In This Review

Untapped: The Scramble for Africa's Oil
Untapped: The Scramble for Africa's Oil
By John Ghazvinian
Harcourt, 2007, 336 pp
Oil and Terrorism in the New Gulf: Framing U.S. Energy and Security Policies for the Gulf of Guinea
Oil and Terrorism in the New Gulf: Framing U.S. Energy and Security Policies for the Gulf of Guinea
By James J. F. Forest and Matthew V. Sousa
Lexington Books, 2006, 344 pp

The Gulf of Guinea now provides almost a fifth of the oil consumed in the United States -- and that proportion is likely to rise in the coming years. West African oil is light, sweet crude that is cheap to refine; the west coast of Africa is considerably closer to U.S. markets than most of the alternatives; and since most of it is offshore, West African oil is presumably less affected by political instability than is oil in other regions. There is just one small problem: the West African oil-producing states are among the world's most corrupt, incompetent, tumultuous, and undemocratic.

Ghazvinian provides a readable survey of African oil that combines vivid descriptions of his travels to several of the worst-governed oil producers in the region with a broader discussion of the economics and geopolitics of oil. The book starts with a sharp portrait of Nigeria's oil-producing region before describing the industry in Angola, Chad, Equatorial Guinea, and São Tomé. That oil is a curse for every one of these countries is an inevitable lesson of this book, which illustrates how great oil wealth has failed to bring economic development and seems to have exacerbated political decay, corruption, and conflict. Meanwhile, Ghazvinian's description of the West's efforts to regulate the sector and steer oil resources into poverty alleviation is discouraging.

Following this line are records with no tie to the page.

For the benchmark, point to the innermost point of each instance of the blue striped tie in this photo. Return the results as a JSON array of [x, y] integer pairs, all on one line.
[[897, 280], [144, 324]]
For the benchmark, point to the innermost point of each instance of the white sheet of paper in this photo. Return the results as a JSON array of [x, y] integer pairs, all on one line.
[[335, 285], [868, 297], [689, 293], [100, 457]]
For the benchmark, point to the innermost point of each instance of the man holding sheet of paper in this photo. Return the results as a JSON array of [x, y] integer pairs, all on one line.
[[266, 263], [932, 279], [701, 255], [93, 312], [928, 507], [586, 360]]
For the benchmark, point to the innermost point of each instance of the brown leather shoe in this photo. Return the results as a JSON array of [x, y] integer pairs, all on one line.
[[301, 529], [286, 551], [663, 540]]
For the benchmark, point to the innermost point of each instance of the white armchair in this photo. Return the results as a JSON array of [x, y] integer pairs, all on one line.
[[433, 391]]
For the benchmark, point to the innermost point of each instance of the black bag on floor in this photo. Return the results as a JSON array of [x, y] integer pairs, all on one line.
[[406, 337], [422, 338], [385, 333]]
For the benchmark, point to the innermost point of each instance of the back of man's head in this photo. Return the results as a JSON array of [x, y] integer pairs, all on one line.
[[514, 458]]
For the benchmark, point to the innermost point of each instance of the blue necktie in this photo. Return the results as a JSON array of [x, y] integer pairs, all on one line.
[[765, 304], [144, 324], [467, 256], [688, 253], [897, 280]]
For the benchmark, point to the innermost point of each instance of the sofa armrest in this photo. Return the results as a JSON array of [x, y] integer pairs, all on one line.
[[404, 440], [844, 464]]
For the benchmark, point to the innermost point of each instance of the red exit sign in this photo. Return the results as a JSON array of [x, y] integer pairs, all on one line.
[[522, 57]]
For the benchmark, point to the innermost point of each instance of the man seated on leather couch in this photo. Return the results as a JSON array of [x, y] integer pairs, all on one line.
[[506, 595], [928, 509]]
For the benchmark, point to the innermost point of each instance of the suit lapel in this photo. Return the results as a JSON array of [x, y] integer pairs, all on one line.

The informative volume by Forest and Sousa is more upbeat and prescriptive. It notes the same facts about bad governance in the region but argues -- based more on hope than evidence -- that there have been improvements. Much of the volume is directed at U.S. policymakers; it recommends measures to promote the security of regimes in the region while also pushing for economic development and democratization. The authors argue that addressing internal security is a prerequisite for these other two objectives and that the United States has a strong interest in the region's political stability. True enough, but the book largely underestimates the extent to which these different objectives are at odds with one another: strengthening the security apparatus in a military dictatorship will buttress an authoritarian status quo that has long been incapable of promoting economic development.